Приближалась пасха, и толчеи оглушительно стучали повсюду. Везде суетились люди — мужчины, женщины, дети, — на дороге, по дворам, под навесами. Старатели, не разгибая спины, мыли и мыли золото. Телеги, наполненные камнем, скрипели по дорогам. Празднично одетые женщины заходили в лавки, торговались, смеялись и, довольные, счастливые, весело выходили с полными корзинами и сумками через плечо. Это были статные женщины с белыми руками и белыми лицами, как у барынь из благородных. Ветер играл складками белоснежных кофточек, сиявших на весеннем солнце. Женщины останавливались по двое, по трое, разговаривали, исподтишка разглядывая, как одеты товарки.
— Поторопись, милая, белая-то мука кончается.
— Еще привезут, пока соберемся куличи печь.
— Изюм? Изюма нет еще, завтра будет.
— У вас еще осталось чего толочь?
— Сколько ты говоришь? Пуд? У нас — полтора.
— Ты исповедовалась? Уф! Вот уж поп так поп!
Подобные разговоры слышались на каждом шагу, где только ни повстречаются соседки.
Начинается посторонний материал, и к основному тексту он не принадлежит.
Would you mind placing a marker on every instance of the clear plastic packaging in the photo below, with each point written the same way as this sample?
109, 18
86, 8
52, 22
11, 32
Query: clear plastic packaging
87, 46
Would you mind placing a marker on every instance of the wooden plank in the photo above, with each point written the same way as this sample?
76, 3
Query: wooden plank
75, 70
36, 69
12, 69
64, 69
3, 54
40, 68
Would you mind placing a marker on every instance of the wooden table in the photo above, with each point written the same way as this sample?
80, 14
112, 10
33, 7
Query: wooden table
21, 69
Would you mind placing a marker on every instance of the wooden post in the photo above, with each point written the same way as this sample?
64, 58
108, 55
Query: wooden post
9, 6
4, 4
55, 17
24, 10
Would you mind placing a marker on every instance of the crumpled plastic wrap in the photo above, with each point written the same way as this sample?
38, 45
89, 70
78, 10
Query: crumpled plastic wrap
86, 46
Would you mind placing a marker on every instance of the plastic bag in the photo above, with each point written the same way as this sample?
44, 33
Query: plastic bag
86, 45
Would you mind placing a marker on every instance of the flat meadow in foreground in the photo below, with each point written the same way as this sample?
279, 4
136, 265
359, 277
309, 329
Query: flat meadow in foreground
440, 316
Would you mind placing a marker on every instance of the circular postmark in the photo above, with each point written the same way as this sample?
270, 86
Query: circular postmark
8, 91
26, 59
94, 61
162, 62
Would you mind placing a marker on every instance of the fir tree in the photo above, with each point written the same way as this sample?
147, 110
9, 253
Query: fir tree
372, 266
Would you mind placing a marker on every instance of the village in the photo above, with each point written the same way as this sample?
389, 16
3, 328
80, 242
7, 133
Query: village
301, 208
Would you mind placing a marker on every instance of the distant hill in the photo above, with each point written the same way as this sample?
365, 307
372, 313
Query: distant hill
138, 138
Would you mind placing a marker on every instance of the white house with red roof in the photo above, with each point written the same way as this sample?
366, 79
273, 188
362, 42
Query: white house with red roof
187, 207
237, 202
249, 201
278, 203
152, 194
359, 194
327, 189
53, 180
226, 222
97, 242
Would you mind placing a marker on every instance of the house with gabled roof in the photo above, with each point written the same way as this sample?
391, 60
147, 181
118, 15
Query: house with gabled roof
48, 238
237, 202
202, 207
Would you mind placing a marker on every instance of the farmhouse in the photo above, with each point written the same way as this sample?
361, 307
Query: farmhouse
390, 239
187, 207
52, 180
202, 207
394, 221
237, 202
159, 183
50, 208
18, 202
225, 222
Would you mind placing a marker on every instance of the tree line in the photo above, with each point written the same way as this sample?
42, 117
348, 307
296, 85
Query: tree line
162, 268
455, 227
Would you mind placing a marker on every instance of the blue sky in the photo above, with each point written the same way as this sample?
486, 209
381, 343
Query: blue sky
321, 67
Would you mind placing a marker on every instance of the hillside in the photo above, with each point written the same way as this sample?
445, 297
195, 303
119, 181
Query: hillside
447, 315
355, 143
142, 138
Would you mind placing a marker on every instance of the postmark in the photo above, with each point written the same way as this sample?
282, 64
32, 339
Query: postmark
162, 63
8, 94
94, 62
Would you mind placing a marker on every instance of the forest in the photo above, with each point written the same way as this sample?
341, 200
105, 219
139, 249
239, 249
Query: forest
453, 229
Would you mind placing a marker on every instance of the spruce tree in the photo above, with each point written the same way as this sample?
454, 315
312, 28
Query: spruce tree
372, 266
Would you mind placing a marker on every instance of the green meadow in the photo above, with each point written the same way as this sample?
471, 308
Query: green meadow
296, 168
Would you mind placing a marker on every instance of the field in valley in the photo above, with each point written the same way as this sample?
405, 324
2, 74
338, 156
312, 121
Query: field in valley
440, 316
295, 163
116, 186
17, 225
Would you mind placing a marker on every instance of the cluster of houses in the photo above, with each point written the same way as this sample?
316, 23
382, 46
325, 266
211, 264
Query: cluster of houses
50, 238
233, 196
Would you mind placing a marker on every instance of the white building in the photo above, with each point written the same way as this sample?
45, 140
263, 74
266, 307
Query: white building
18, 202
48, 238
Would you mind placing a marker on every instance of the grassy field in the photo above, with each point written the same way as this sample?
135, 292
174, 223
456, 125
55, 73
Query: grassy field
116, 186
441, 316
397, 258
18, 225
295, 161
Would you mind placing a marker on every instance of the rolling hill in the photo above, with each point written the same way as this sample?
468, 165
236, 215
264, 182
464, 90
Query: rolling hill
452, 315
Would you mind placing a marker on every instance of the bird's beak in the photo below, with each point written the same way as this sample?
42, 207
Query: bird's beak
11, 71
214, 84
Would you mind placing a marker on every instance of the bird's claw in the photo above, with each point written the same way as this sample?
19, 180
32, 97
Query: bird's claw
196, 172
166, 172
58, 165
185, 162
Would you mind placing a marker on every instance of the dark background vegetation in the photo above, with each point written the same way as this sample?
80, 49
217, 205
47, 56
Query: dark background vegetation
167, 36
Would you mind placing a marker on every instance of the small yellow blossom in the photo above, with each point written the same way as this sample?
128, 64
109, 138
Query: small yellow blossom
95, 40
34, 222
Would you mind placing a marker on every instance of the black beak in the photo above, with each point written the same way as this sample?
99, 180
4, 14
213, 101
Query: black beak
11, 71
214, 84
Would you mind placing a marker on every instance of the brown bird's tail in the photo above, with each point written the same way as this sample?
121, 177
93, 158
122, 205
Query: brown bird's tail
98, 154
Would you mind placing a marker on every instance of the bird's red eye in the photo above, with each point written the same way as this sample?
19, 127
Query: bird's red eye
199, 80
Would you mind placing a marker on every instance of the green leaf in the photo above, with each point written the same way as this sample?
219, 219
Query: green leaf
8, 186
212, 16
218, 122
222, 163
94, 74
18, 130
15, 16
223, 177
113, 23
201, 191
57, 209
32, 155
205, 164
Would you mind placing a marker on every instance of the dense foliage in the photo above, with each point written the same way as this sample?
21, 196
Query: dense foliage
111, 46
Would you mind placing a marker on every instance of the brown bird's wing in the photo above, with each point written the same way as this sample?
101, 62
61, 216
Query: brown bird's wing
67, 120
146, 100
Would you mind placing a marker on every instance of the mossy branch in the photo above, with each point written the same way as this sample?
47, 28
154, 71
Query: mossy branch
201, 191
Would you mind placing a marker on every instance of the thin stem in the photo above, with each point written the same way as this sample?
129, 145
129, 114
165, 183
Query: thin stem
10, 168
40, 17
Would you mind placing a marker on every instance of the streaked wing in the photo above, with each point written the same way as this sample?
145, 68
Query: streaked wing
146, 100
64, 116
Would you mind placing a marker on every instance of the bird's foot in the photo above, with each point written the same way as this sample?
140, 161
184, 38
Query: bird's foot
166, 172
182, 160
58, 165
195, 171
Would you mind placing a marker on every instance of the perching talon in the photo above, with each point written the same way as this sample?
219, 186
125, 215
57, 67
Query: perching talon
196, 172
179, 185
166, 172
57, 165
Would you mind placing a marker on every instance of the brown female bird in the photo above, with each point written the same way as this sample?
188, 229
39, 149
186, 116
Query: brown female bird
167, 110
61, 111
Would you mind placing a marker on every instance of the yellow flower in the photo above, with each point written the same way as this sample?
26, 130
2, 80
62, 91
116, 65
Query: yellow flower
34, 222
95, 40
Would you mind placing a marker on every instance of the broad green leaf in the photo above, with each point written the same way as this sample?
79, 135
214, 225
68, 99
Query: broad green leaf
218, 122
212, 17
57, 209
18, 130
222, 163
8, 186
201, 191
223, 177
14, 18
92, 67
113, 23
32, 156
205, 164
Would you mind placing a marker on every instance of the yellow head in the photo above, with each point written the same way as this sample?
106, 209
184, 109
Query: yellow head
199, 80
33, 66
Насколько оживленны были женщины, настолько мрачны были возвращающиеся с приисков рудокопы. Им еще предстояло трудиться до самого великого четверга, до полудня. А после праздников их ждала все та же работа. Вот они и тащились бледные, измочаленные тяжким трудом, и их смятая, побелевшая от кварцевой пыли одежда отдавала едким тяжелым запахом штолен. С трудом добирались они до первой корчмы, и корчмарь стремглав подносил им копченой колбасы, сала, брынзы и пива. В Вэлень никто не постился даже в страстную пятницу. Труд рудокопов всегда был тяжелым, но с тех пор как золота стало много, даже те, кто не добывал руду, тоже знать не хотели, что такое пост.
В последние дни перед пасхой телеги корчмарей то и дело подвозили из города груды всякой снеди. Ящики, бочки с пивом и даже бочонки с вином опускались в глубокие подвалы под трактирами. В Вэлень пили пиво и первоклассные вина. Люди были веселы, жизнерадостны и сыпали деньгами без счета и оглядки.